Man I've been trying to avoid posting here but the medical student attitude here is too ridiculous to ignore. Have you ever called medical records 10 times and faxed a consent multiple times just to get a single document? A lot of times, patients don't even know the names of their doctors or the location of the hospital they were seen at. We are incredibly busy with many patients coming in and out. We barely have time to do our own work, never mind replicating everything other doctors have done already. A lot of what we do is based on trust. Don't have time to order a1cs on every person who says they have diabetes. Can't go around confirming every single diagnosis a patient has.

"massive oversight"

"willful ignorance towards EBM"

"do a fishbone diagram to see where the team screwed up"

Get over yourself. You're not as clever and special as you think you are.

100x this.
 
One of my favorite things to do is call out drug seekers that lie about having sickle cell disease. At least do your frickin research before trying to trick a doctor into giving you dilaudid.
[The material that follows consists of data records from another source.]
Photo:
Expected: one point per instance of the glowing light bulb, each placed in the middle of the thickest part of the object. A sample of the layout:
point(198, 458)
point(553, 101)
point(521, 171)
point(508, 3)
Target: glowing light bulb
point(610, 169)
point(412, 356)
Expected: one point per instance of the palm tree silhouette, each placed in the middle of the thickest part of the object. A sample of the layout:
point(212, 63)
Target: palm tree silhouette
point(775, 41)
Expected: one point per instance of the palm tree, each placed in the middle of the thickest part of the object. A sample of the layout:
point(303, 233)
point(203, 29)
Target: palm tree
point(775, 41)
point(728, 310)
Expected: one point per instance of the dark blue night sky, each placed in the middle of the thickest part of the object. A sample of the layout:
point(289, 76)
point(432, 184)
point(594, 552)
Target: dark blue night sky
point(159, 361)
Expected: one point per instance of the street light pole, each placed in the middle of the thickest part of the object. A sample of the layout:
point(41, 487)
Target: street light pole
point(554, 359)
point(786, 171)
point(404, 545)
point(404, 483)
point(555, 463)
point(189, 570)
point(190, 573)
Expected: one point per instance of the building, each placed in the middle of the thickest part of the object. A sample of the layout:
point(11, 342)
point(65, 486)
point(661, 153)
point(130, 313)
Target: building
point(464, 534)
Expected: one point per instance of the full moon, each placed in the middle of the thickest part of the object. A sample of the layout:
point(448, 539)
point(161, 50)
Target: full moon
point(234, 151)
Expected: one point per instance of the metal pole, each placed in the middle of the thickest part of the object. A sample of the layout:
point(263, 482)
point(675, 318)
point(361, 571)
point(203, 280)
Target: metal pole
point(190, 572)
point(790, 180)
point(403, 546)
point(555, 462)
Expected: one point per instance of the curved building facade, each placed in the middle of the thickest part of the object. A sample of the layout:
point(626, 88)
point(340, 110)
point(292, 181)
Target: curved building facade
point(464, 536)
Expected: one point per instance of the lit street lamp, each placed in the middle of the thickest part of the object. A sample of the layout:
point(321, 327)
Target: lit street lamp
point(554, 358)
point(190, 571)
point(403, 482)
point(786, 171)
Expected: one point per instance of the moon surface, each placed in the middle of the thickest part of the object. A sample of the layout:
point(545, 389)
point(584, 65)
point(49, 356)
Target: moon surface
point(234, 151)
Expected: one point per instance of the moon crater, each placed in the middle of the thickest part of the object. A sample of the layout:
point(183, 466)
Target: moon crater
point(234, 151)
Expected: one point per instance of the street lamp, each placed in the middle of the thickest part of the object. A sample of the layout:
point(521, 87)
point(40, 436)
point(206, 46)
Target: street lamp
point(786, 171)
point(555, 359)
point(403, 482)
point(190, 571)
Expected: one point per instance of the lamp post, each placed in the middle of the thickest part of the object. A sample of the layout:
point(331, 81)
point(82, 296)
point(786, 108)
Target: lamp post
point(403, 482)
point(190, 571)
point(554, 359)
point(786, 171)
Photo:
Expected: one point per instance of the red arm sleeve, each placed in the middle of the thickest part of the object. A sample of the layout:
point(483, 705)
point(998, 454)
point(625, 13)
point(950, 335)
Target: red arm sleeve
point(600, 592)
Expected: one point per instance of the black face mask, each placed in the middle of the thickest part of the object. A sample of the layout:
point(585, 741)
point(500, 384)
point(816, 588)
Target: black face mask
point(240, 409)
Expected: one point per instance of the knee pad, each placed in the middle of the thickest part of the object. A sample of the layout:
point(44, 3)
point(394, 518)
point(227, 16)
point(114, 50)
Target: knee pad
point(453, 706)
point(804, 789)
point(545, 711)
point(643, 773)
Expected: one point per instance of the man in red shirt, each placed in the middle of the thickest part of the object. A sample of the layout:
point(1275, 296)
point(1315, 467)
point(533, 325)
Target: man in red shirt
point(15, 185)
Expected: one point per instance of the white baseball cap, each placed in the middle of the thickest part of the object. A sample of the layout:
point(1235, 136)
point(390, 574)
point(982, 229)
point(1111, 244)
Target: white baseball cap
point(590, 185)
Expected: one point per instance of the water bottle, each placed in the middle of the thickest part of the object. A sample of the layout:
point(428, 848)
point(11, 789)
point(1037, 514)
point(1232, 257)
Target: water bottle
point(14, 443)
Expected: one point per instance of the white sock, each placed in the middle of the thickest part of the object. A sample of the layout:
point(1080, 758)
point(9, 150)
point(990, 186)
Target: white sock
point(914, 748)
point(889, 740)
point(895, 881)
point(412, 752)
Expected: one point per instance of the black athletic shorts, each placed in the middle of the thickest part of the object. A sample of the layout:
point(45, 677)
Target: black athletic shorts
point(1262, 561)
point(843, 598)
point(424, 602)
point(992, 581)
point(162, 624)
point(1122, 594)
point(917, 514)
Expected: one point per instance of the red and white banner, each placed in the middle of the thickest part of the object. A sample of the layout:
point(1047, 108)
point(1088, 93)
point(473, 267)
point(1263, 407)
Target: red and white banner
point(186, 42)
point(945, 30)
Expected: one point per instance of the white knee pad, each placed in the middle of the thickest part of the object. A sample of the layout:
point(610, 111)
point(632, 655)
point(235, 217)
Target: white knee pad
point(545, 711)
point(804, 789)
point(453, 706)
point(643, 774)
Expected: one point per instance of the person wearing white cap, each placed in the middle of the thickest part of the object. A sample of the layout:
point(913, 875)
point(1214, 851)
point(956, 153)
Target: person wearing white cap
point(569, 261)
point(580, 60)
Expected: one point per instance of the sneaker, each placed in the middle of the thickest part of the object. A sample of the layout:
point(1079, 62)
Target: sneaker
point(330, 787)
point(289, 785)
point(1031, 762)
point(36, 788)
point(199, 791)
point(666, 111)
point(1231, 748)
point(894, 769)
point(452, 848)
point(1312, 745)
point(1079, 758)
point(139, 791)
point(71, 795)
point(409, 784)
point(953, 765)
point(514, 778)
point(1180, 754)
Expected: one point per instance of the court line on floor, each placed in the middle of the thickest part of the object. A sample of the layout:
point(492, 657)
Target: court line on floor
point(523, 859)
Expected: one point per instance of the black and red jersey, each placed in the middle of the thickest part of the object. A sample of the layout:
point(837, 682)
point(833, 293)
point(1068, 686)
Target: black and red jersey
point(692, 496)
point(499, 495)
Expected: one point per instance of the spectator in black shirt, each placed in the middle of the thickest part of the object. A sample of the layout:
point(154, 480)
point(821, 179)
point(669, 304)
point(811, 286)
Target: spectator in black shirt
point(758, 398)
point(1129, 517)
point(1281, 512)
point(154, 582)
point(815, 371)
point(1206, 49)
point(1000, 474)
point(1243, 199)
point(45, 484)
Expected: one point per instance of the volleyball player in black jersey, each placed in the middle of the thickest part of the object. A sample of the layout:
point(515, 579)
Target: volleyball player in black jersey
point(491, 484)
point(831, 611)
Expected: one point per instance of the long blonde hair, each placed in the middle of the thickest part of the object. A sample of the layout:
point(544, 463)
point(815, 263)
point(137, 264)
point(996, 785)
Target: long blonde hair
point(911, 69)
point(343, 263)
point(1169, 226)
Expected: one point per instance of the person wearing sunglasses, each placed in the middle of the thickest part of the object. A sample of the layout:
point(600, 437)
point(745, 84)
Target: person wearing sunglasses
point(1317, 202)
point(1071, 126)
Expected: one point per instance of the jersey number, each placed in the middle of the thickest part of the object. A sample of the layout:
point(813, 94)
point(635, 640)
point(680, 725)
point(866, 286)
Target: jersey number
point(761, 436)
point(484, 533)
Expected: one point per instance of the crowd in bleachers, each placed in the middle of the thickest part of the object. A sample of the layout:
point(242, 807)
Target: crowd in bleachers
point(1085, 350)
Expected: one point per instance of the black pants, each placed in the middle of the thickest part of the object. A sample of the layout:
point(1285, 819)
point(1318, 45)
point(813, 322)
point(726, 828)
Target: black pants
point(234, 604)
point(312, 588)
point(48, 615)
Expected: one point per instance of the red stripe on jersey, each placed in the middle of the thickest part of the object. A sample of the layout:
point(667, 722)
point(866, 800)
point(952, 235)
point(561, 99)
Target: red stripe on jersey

Me- "Do have HgbSS, SC, sickle beta thalassemia, sickle cell trait?"

Pt- "I don't remember"

Me- "Who diagnosed you then?"

Pt- "My doctor"

Me- "What kind of doctor was he?"

Pt- "I don't know"

Me- "You look pretty good for a 40 year old sickle cell patient. Do you have any hip replacements, hx of splenectomy, etc? Are you on hydroxyurea?"

Pt- "What's that?"

Me- "Well just to let you know, your hemoglobin count is 14, you have no evidence of sickling on your peripheral smear, we are running a hemoglobin electrophoresis on your blood to confirm you don't have sickle cell disease, I have run your name through our states controlled substance monitoring database and found that you have been to 3 other ERs this week and were prescribed opiate pain medication, and if you ever try to pull this stunt again, I will call the police on you."
 
Even within the same hospital system, sometimes medical child abuse can be difficult to catch. We had a patient with some genetic mutation of uncertain significance--I think he was mildly dysmorphic, which prompted the testing, and something that wasn't fully understood came up. Every thing that happened afterwards was due to this genetic problem. He had failure to thrive, and GI had the hardest time trying to get him to gain weight.

After multiple hospitalizations, there was concern raised that the parent might be doing something to prevent him from gaining weight. After investigation, he was eventually put in medical foster care, and hasn't been back in the hospital in the past several months.